Stats: 1 Head injury; 1 Faint.
These hot summer days are biting into the day-job-quota as people pass out all over the place for the want of a drink of water or attention (or both). Then there’s piggie flu which, predictably, is making a mockery of the system by clogging it up with people who should really know better and who think they will die if they sneeze too hard. On top of all this, we still have leftover drunkards from the weekend nights and those who think a minor injury (if it happened at home they wouldn’t dream of dialling 999) in the workplace is somehow elevated to an emergency simply because it is the workplace – I call this backside-covering.
So the first call was a hoax; of course it was – the guy calls us from a phone box to say that he will jump in front of a train in the next 30 minutes. He is warning us of his impending suicide and giving us more than a generous slice of ORCON time to get to him and cuddle him before he settles his score with God. I am sent to ‘investigate’ and sit outside a row of anonymous red phone booths waiting for something to happen but nothing does. He isn’t there and the next report tells me that he is making his way to Piccadilly Circus to end it all, so I am tasked with standing by, along with a couple of PCSOs and the British Transport Police (BTP), at said station for the next hour until it becomes obvious to all, and at great expense to the tax payer, that he isn’t going to show.
My theory is that he is a forgetful person who left the phone box, with the intention of doing himself harm but was distracted by something along the route – possibly the tourist tat sold in one of the little shops in Piccadilly Circus. He then completely forgot his mission and was probably standing on a corner, eating an ice cream and enjoying the sun – thinking how wonderful life is, as he watched us all converge on the tube station as if some kind of emergency was about to happen. ‘Hmm…I wonder what that fuss is all about?’ he probably thought to himself, as he crunched through the one and only flake that was embedded in his over-priced soft whip ‘99’.
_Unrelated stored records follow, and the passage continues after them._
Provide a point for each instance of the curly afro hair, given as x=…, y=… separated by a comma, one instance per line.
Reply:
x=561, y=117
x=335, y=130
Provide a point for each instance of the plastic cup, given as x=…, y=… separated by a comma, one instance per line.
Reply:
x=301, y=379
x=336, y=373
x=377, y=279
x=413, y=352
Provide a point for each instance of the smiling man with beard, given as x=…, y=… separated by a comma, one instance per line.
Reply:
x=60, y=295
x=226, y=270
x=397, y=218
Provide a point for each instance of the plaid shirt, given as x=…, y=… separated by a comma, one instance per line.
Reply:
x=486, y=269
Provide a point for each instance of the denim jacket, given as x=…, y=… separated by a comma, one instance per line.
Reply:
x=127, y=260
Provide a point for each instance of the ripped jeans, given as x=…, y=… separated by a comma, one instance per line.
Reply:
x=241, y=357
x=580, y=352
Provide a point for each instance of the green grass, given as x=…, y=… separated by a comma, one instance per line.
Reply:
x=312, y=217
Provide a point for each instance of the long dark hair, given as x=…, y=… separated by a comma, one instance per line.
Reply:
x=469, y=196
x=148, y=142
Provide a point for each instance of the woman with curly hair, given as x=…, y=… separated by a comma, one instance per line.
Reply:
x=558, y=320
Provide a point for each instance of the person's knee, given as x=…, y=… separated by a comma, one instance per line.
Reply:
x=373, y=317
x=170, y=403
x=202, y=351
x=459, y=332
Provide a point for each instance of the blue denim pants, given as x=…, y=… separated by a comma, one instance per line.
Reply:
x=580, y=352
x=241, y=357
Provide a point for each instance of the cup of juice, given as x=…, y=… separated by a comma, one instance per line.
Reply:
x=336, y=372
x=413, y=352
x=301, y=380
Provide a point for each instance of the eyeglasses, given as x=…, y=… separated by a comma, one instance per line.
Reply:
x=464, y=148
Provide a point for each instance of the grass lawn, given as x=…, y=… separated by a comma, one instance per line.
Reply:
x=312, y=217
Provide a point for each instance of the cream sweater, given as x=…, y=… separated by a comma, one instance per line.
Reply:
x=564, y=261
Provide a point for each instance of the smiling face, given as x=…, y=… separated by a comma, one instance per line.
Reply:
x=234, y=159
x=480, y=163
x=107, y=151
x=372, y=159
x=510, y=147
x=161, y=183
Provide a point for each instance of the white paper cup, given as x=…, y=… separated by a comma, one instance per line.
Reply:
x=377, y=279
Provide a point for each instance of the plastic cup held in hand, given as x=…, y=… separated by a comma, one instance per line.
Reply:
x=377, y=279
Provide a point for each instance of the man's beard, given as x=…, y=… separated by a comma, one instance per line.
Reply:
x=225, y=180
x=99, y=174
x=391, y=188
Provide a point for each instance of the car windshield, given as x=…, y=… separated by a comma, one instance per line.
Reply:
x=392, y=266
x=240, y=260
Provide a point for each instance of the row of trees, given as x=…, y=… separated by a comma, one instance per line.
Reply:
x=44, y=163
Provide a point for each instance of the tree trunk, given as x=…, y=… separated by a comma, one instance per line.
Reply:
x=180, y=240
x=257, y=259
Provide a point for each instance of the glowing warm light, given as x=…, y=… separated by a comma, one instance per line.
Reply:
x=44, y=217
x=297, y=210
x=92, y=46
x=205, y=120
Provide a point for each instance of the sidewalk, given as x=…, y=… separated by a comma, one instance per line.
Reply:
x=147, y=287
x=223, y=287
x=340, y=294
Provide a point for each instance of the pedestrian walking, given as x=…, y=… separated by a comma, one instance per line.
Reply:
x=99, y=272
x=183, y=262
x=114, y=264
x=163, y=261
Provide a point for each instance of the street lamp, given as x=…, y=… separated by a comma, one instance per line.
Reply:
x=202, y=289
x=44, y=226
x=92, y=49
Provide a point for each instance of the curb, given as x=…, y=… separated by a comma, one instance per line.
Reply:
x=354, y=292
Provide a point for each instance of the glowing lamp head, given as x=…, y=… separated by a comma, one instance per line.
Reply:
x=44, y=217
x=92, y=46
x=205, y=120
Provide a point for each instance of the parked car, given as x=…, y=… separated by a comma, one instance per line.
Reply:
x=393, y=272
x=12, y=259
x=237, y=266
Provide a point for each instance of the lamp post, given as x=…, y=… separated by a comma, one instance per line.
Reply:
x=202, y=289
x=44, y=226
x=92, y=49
The other side of the spectrum for my next call and I am sitting with an elderly lady who had fallen off a low step and banged her head. The 84 year-old didn’t think it was an emergency and I had to agree. There were two cops with her and they were playing safe, which is fair enough. She had a few members of her family with her too and they were keen to get on with being tourists, so when the ambulance arrived, we checked her out thoroughly (she hadn’t been knocked out and had no serious medical conditions) and she went on her way, family in tow. It’s always refreshing to meet a patient who knows s/he isn’t dying and can recognise a minor injury a mile away. Her age meant that a proper check was useful but her generation is still a bit mystified when we worry about such trifling things.
A ‘collapse in doorway’ turned out to be nothing more than a sleeping vagrant. MOPS had panicked and assumed he was dead (obviously), ignoring the fact that he was wrapped up as if asleep, he was positioned (curled up) as if asleep and he was snoring in a doorway (as if asleep). But hey, don’t let me get all arrogant ‘cos we all know that it takes years and years of medical training to spot the difference between slumber and death.
Two PCSOs were chatting to him when I got there – the road was closed at the top, so I had to get out and walk – tsk! I asked him if he was ok and he said yes. ‘Do you need an ambulance?’, I ventured. ‘Erm, no’, he replied as if I had been let loose from a dodgy institution.
Now this poor sod had been trying to get a decent sleep – he is already on the street so can’t be getting a good kip during the busy, noisy nights. He puts his head down in a doorway of a weekend; not bothering anyone and not asking for attention, then ends up with PCSOs and a paramedic bugging him about his health and lifestyle. Not fair really. If you are a concerned MOP, please check for signs of life and the presence of a sleeping bag before you call us out.
I climbed so many stairs to get to a 21 year-old girl who had fainted in a theatre that I thought I might join her myself. She was on the floor, legs raised in traditional fashion, with her boyfriend guarding her. She works there and the heat just got to her, although she admitted having a history of such events and being a generally poorly person, so I walked her gently and slowly down Everest until we got to the car. Then I took her and her partner to hospital where, unfortunately, she was made to sit in the crowded, Swine-Flu infested waiting room until someone could get round to seeing her – probably 12 hours later.